Cuento: La princesa y el búho

(I)Érase una vez, en un tiempo lejano e inaccesible para la memoria, una princesa joven y hermosa, como todas las que habitan cuentos, que vivía en un castillo amplio y frío, con vistas sublimes a un mar azul turquesa y a una montaña tan blanca como lejana.

Su habitación estaba en una de las torres más solemnes y altas del edificio, que, aunque un poco desvencijado por fuera, mantenía por dentro un esplendor sólo igualable al de los sueños hermosos.

Sus padres, reyes ellos, claro, eran sus únicos padres; ella correspondía a ese gesto siendo su hija única y más querida. La amaban con locura, eso sí, locura real con etiqueta de gala, y no descuidaban ningún aspecto de su educación ni de su crecimiento.
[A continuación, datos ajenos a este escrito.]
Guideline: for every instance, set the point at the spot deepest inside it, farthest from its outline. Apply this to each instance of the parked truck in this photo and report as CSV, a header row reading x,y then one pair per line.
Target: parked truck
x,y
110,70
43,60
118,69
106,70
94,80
Tal era su mimo, que organizaban fiestas y espectáculos cada noche para divertirla, para entretenerla, para mantener su mente despierta y, de camino, para demostrarle su afecto sin tener que dirigirle la palabra más de lo imprescindible, que ya se sabe que es una forma de querer que a veces tienen los padres.

A pesar de sus desvelos, o precisamente por ellos, la princesa Bijín [Biyín], como la conocían los súbditos, aunque no era este su verdadero nombre, tenía problemas de insomnio. ¡Sí, sí! El destino es juguetón y travieso en los cuentos, lo mismo que en la vida. Y aunque nunca llegó a ser la “Princesa Desvelada”, este asunto traía a toda la familia buenas dosis de preocupación.

El caso es que Bijín no podía conciliar bien el sueño. No era miedo a la oscuridad ni otros problemas del estilo; sino más bien una ausencia, una curiosidad, un qué sé yo que ponía su cabeza a funcionar aceleradamente en cuanto se recostaba a solas en lo alto de aquel torreón. Veía pasar las horas, las lunas, las estrellas y las sombras. Contaba ovejas, corderos, hormigas… Pero sólo cuando el sol iba esclareciendo la madrugada, el cansancio la vencía y podía, por fin, cerrar los ojos un ratito, aunque el sueño nunca llegaba.

Probó todos los tratamientos que sus padres pudieron pagar, que fueron muchos. Todos los remedios y todas las curas fueron fracasando mientras la princesa crecía más rápidamente en cada primavera. Hasta que al final, dejó de tomar potingues y brebajes, y decidió aceptar aquella situación con resignación.

Una de esas noches de insomnio y pensamientos, la princesa observó con sorpresa como un gran búho de ojos penetrantes decidió reposar sobre el alféizar de su ventana. Este elegante pájaro, seguramente hambriento y en labores de caza, andaba un poco equivocado de cuento, porque, como es bien sabido, los ratones de los que se alimenta no son bien recibidos en las casas de alcurnia y abolengo, salvo quizá, en la de Cenicienta.